Jessie Busk and Laurie Castro worked as warehouse employees for Integrity Staffing Solutions (“Integrity Staffing”), a company which provides warehouse staffing to Warehouse employees like Busk and Castro retrieve products from shelves and package those products for delivery to customers. Integrity Staffing, in an effort to prevent employee theft, required its warehouse employees to undergo a security screening before leaving the warehouse each day. At issue was whether employees’ time spent waiting and going through security screenings at the end of a work shift was compensable work time under the FLSA. The FLSA provides that employers generally are not required to pay employees for “activities which are preliminary to or postliminary to” the employees’ principal activities. In turn, “principal activities” encompass all activities which are an “integral and indispensable part of the principal activities.” In Busk, the Court clarified these definitions, holding that an activity is integral and indispensable to an employee’s principal activities – such that time spent on such activities is compensable – if that activity is (1) an “intrinsic element” of the employee’s principal duties, and (2) an “activity with which the employee cannot dispense if he is to perform his principal activities.” In light of this analysis, the Court concluded that the fact that security screenings were required by the employer was not dispositive, as had been argued by the plaintiff. Rather, time spent going through security screenings was not compensable because the employees were hired to retrieve and package products for shipment and that this could be accomplished regardless of whether security screenings were performed.

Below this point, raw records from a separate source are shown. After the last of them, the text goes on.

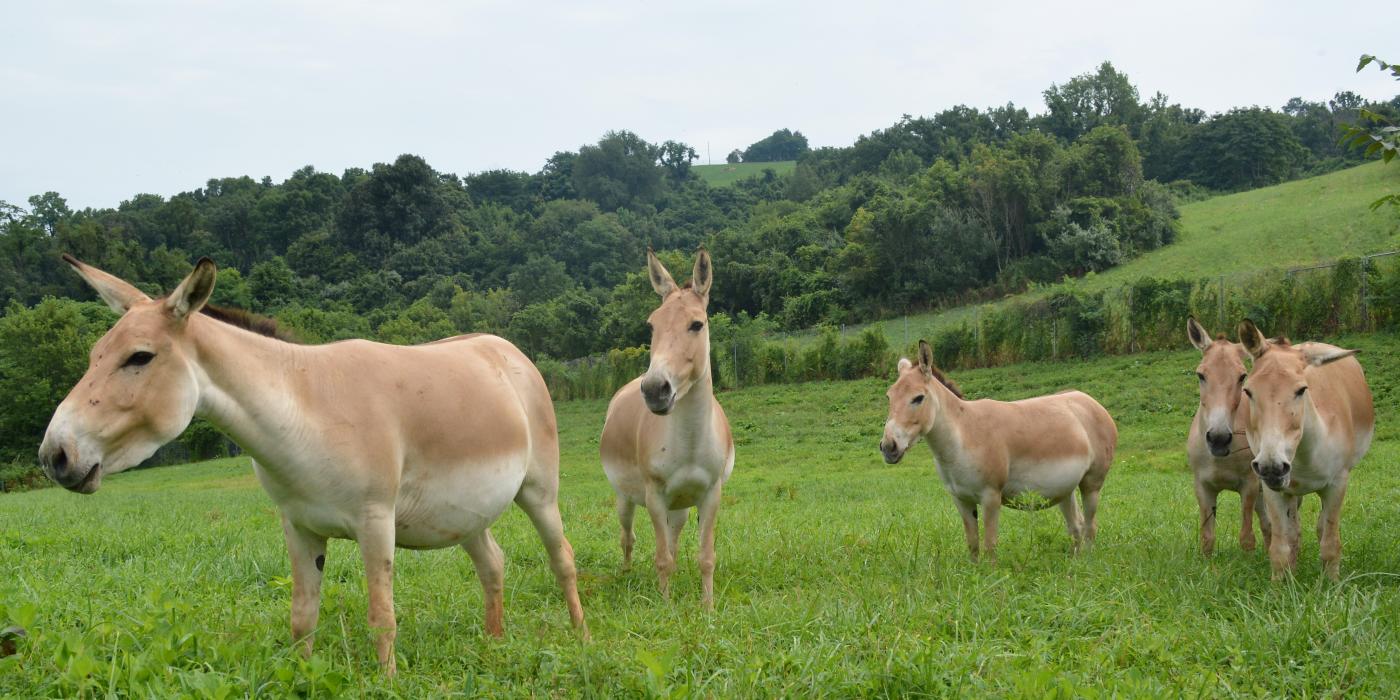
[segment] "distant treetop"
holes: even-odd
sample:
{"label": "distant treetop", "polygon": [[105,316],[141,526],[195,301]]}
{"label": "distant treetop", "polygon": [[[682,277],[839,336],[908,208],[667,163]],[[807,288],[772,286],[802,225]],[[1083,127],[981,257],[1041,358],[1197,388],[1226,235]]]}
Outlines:
{"label": "distant treetop", "polygon": [[810,150],[807,147],[807,137],[803,136],[802,132],[779,129],[744,149],[744,162],[773,163],[797,160]]}

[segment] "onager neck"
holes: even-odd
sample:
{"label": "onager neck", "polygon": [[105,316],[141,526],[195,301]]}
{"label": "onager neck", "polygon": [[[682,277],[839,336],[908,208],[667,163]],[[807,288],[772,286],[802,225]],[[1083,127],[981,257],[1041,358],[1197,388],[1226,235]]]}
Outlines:
{"label": "onager neck", "polygon": [[708,357],[707,353],[707,361],[700,377],[691,384],[690,391],[687,391],[685,396],[676,400],[671,409],[670,423],[674,427],[670,433],[673,439],[694,442],[710,435],[710,426],[714,422],[715,388]]}
{"label": "onager neck", "polygon": [[928,441],[938,460],[943,462],[946,456],[962,449],[963,411],[967,402],[958,398],[937,379],[929,380],[929,398],[935,402],[936,413],[933,425],[929,426],[924,439]]}

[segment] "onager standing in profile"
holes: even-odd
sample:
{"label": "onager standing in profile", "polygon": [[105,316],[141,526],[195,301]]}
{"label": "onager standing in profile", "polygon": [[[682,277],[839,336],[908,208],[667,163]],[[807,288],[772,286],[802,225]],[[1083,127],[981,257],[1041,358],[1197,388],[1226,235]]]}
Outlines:
{"label": "onager standing in profile", "polygon": [[[982,552],[996,562],[997,522],[1003,505],[1036,510],[1059,505],[1076,551],[1098,533],[1103,488],[1118,427],[1088,394],[1067,391],[1022,401],[966,401],[933,366],[933,349],[919,341],[919,364],[899,361],[886,395],[889,419],[880,452],[890,464],[927,437],[963,533],[977,561],[977,507],[985,516]],[[1081,519],[1074,490],[1084,502]]]}
{"label": "onager standing in profile", "polygon": [[1265,340],[1251,321],[1239,327],[1240,343],[1254,356],[1244,386],[1249,397],[1245,433],[1254,451],[1254,472],[1268,487],[1273,540],[1273,577],[1291,574],[1298,563],[1298,502],[1322,498],[1317,539],[1322,572],[1337,580],[1342,560],[1339,525],[1351,469],[1371,447],[1376,412],[1357,350],[1325,343],[1290,345]]}
{"label": "onager standing in profile", "polygon": [[1259,477],[1250,469],[1244,426],[1249,423],[1249,402],[1244,400],[1247,376],[1244,347],[1210,333],[1194,317],[1186,319],[1186,335],[1201,351],[1196,366],[1201,403],[1186,437],[1186,459],[1196,482],[1196,503],[1201,509],[1201,553],[1215,551],[1215,506],[1221,491],[1240,495],[1240,549],[1254,550],[1253,514],[1259,514],[1259,533],[1269,546],[1269,517],[1259,498]]}
{"label": "onager standing in profile", "polygon": [[677,287],[647,251],[651,286],[661,306],[651,326],[651,366],[613,395],[599,453],[617,492],[622,562],[632,563],[632,518],[638,504],[656,532],[656,574],[671,595],[671,573],[690,508],[700,526],[701,602],[714,607],[715,519],[720,490],[734,470],[734,438],[710,380],[710,329],[705,313],[714,272],[701,248],[690,282]]}
{"label": "onager standing in profile", "polygon": [[87,373],[44,435],[39,459],[54,481],[92,493],[103,475],[151,456],[194,416],[209,419],[254,457],[281,511],[292,637],[303,653],[316,630],[326,540],[356,540],[369,624],[390,675],[394,547],[461,545],[485,592],[486,631],[500,636],[504,558],[488,527],[515,501],[544,542],[574,627],[587,636],[559,519],[554,405],[514,345],[491,335],[413,347],[295,345],[206,307],[216,272],[208,258],[154,300],[64,260],[122,317],[93,347]]}

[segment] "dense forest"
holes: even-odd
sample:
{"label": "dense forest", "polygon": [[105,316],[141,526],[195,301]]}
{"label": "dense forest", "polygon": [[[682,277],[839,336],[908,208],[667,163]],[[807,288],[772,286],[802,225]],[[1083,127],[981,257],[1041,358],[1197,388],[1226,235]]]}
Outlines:
{"label": "dense forest", "polygon": [[[692,172],[691,146],[613,131],[535,173],[458,176],[403,155],[115,208],[75,211],[55,192],[0,202],[0,388],[34,394],[44,415],[62,396],[20,367],[34,342],[22,327],[39,321],[17,317],[45,297],[92,298],[60,252],[152,293],[207,255],[221,268],[216,303],[273,315],[305,342],[490,332],[569,359],[647,341],[648,246],[688,269],[706,245],[711,310],[730,327],[867,320],[1111,267],[1170,243],[1177,202],[1358,163],[1342,125],[1363,108],[1400,116],[1400,97],[1347,92],[1208,115],[1144,99],[1109,63],[1044,98],[1037,114],[905,115],[840,148],[783,128],[732,155],[796,159],[792,172],[724,187]],[[52,313],[86,329],[66,344],[109,323],[86,306]],[[33,411],[11,408],[6,434],[32,431],[17,414]]]}

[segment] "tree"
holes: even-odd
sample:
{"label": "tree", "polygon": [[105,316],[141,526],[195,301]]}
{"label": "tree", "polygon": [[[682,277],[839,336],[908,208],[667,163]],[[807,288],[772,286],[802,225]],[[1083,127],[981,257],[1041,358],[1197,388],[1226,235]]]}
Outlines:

This is a very positive outcome for employers. However, employers still must be careful in making decisions about the scope of compensable time following Busk. In determining what constitutes a particular employee’s principal activity or activities, employers should carefully consider why the employee was hired, and what task or role the employee was hired to perform. Further, and regardless of the employer’s initial intent, were those expectations clearly communicated and are those expectations consistent with the employee’s actual duties – or would there be an evidentiary dispute over the employee’s principal activities. After determining an employee’s principal activities, the employer must carefully consider whether the particular preliminary or postliminary activity at issue is an intrinsic or inherent part of those duties. That is, could that activity be eliminated altogether from that employee’s expectations without limiting the employee’s ability to successfully complete his or her work? If so, a strong argument is now available to employers that time spent on such activities is not compensable.

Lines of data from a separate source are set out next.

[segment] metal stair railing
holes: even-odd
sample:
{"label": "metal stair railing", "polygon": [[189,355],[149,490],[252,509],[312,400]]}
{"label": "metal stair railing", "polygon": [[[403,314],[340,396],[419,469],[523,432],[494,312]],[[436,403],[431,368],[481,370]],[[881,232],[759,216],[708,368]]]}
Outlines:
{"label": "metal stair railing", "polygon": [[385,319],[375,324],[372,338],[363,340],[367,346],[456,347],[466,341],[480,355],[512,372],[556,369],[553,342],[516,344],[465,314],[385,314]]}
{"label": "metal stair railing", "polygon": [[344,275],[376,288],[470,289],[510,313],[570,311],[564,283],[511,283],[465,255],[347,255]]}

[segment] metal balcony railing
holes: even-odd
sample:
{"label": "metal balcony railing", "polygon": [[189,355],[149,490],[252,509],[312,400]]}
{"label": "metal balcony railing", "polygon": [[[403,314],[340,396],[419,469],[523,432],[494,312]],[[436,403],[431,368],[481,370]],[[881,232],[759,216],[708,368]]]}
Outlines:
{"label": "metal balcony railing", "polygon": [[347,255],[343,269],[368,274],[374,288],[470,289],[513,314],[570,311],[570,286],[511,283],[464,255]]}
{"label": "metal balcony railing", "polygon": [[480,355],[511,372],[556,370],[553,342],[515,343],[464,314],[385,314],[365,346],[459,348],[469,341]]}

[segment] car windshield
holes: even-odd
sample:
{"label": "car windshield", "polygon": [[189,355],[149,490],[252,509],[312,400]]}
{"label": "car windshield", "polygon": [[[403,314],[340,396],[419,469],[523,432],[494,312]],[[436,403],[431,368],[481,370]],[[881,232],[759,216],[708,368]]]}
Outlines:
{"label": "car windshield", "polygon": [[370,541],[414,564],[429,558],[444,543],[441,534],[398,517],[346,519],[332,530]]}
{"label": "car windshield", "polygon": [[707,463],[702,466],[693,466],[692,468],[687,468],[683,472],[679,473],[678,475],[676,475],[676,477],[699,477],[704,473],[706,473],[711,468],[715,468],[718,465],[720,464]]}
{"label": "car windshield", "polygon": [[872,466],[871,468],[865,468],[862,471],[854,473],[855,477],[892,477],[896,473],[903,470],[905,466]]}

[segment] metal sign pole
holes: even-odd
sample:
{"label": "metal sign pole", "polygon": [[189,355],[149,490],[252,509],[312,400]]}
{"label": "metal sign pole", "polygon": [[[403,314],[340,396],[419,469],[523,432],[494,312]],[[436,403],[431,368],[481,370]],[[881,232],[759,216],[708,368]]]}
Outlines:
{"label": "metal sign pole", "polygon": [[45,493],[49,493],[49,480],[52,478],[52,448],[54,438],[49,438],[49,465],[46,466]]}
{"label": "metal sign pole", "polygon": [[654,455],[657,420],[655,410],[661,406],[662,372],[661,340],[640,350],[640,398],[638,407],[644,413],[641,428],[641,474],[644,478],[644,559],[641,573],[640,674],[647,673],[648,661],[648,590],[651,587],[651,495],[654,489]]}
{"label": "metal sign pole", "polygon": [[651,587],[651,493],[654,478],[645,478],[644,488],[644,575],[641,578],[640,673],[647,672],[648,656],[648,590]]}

Employers should be cautious not to overreach following Busk. For example, the Court’s “intrinsic element” test certainly will be further explored in the lower courts, and generally can be expected to involve very fact-specific inquiries. Plaintiffs’ counsel, of course, will argue for a broad scope of “intrinsic” – that is, compensable – elements. Employers also should recall that the Busk decision does not change existing law requiring employers to pay for all time within an employee’s “continuous workday.” That is, if an employee has already started work by performing his or her principal activities, an employer cannot carve out activities that are not “intrinsic elements” from that employee’s work day and refuse to pay for that time.

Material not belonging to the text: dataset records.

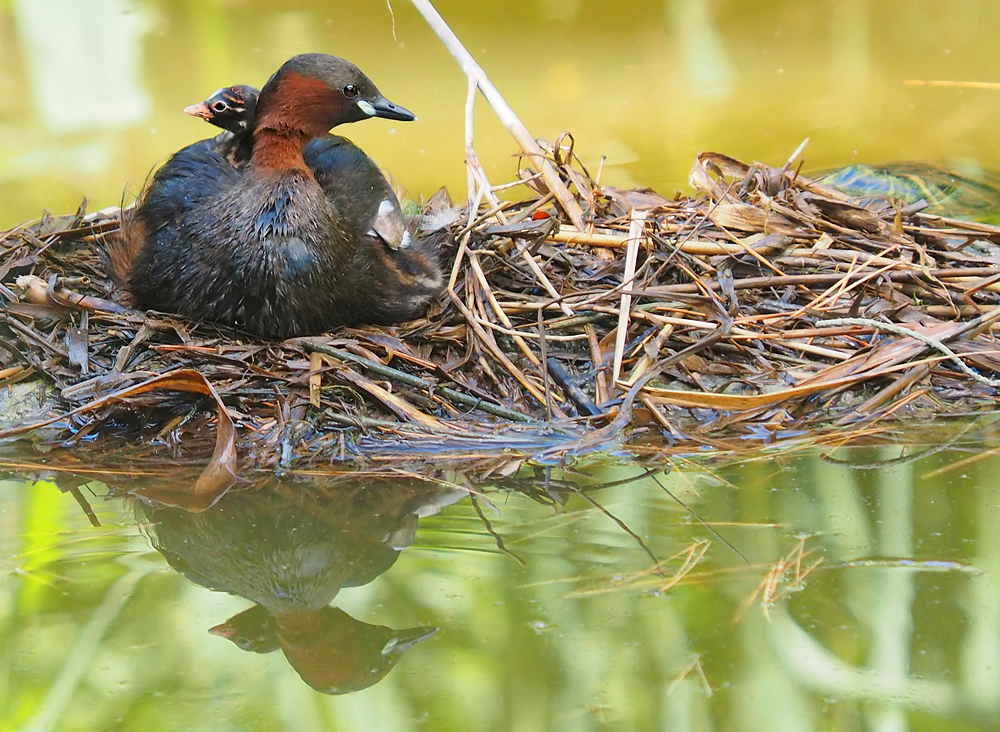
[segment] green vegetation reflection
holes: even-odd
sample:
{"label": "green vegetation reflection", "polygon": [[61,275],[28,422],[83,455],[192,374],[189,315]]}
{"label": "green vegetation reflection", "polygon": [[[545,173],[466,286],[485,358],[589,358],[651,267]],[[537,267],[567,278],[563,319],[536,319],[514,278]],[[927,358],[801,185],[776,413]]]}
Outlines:
{"label": "green vegetation reflection", "polygon": [[1000,465],[962,431],[203,512],[8,482],[0,729],[990,729]]}

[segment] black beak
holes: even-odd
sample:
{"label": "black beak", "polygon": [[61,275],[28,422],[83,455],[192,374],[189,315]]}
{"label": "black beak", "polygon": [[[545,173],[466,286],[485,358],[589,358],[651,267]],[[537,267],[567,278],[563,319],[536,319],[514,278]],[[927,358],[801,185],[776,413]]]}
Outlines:
{"label": "black beak", "polygon": [[[393,104],[385,97],[375,97],[375,99],[368,100],[367,104],[373,110],[373,113],[369,113],[372,117],[396,119],[400,122],[412,122],[417,118],[417,115],[410,110],[400,107],[398,104]],[[360,103],[358,106],[361,106],[361,108],[364,109],[364,106]],[[365,112],[368,112],[368,110],[365,110]]]}

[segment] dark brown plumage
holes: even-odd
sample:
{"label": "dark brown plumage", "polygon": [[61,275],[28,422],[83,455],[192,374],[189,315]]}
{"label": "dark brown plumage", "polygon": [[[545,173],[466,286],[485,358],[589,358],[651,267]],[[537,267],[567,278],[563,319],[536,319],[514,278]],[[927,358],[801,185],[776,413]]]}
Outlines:
{"label": "dark brown plumage", "polygon": [[370,116],[413,119],[343,59],[285,63],[261,91],[244,168],[215,140],[190,145],[123,222],[107,260],[135,305],[273,338],[421,315],[443,286],[437,242],[393,250],[372,228],[384,176],[326,135]]}
{"label": "dark brown plumage", "polygon": [[[237,84],[216,90],[184,111],[226,130],[215,138],[213,149],[240,168],[253,152],[259,96],[252,86]],[[353,204],[359,217],[374,214],[371,231],[390,249],[409,245],[410,232],[399,199],[378,165],[361,148],[346,137],[324,135],[306,145],[303,158],[332,201]]]}

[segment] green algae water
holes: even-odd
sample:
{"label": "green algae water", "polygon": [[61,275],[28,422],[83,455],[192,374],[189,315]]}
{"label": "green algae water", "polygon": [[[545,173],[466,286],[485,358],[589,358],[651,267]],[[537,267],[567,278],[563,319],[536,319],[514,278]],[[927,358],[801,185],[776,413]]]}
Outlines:
{"label": "green algae water", "polygon": [[945,433],[204,512],[9,480],[0,729],[996,729],[996,427]]}
{"label": "green algae water", "polygon": [[[806,137],[817,170],[1000,168],[1000,92],[903,83],[1000,81],[993,2],[437,6],[608,184]],[[420,117],[339,131],[462,196],[466,81],[409,3],[9,0],[0,229],[129,200],[212,133],[183,107],[304,51]],[[476,145],[513,178],[481,101]],[[248,479],[197,513],[12,457],[0,732],[996,729],[996,430],[937,438]]]}
{"label": "green algae water", "polygon": [[[437,7],[538,136],[570,131],[605,183],[686,189],[715,150],[780,166],[920,161],[1000,168],[989,0],[584,0]],[[466,80],[406,0],[8,0],[0,3],[0,229],[42,209],[117,205],[212,130],[182,110],[260,86],[296,53],[358,64],[415,123],[339,130],[411,193],[464,195]],[[480,100],[476,147],[514,178],[509,133]]]}

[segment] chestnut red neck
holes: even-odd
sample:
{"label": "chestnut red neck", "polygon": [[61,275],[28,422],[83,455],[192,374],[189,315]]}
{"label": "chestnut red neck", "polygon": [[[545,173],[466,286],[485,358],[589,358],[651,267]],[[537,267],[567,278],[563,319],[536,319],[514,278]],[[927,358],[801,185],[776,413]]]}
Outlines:
{"label": "chestnut red neck", "polygon": [[257,130],[253,136],[250,166],[257,170],[301,170],[312,177],[302,156],[310,139],[295,130]]}
{"label": "chestnut red neck", "polygon": [[308,170],[302,150],[340,122],[341,106],[336,92],[315,77],[290,72],[269,82],[257,103],[251,162]]}
{"label": "chestnut red neck", "polygon": [[343,117],[341,95],[320,79],[290,72],[264,88],[257,103],[254,131],[294,130],[312,139],[346,122]]}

In addition, it is critical to note that the Supreme Court’s ruling applies to compensation under the federal FLSA only. Therefore, if an employer is covered by state wage and hour laws which are more restrictive than those in the FLSA, employers are nonetheless required to abide by those more restrictive laws. For example, California law states that employees are entitled to pay when they are subject to the control of the employer. See Morillion v. Royal Packing Co., 995 P.2d 139 (Cal. 2000). Thus, if an employer is subject to California’s wage and hour laws, it may nonetheless be required to pay employees for the types of preliminary and postliminary activities that the Supreme Court states are noncompensable under the FLSA.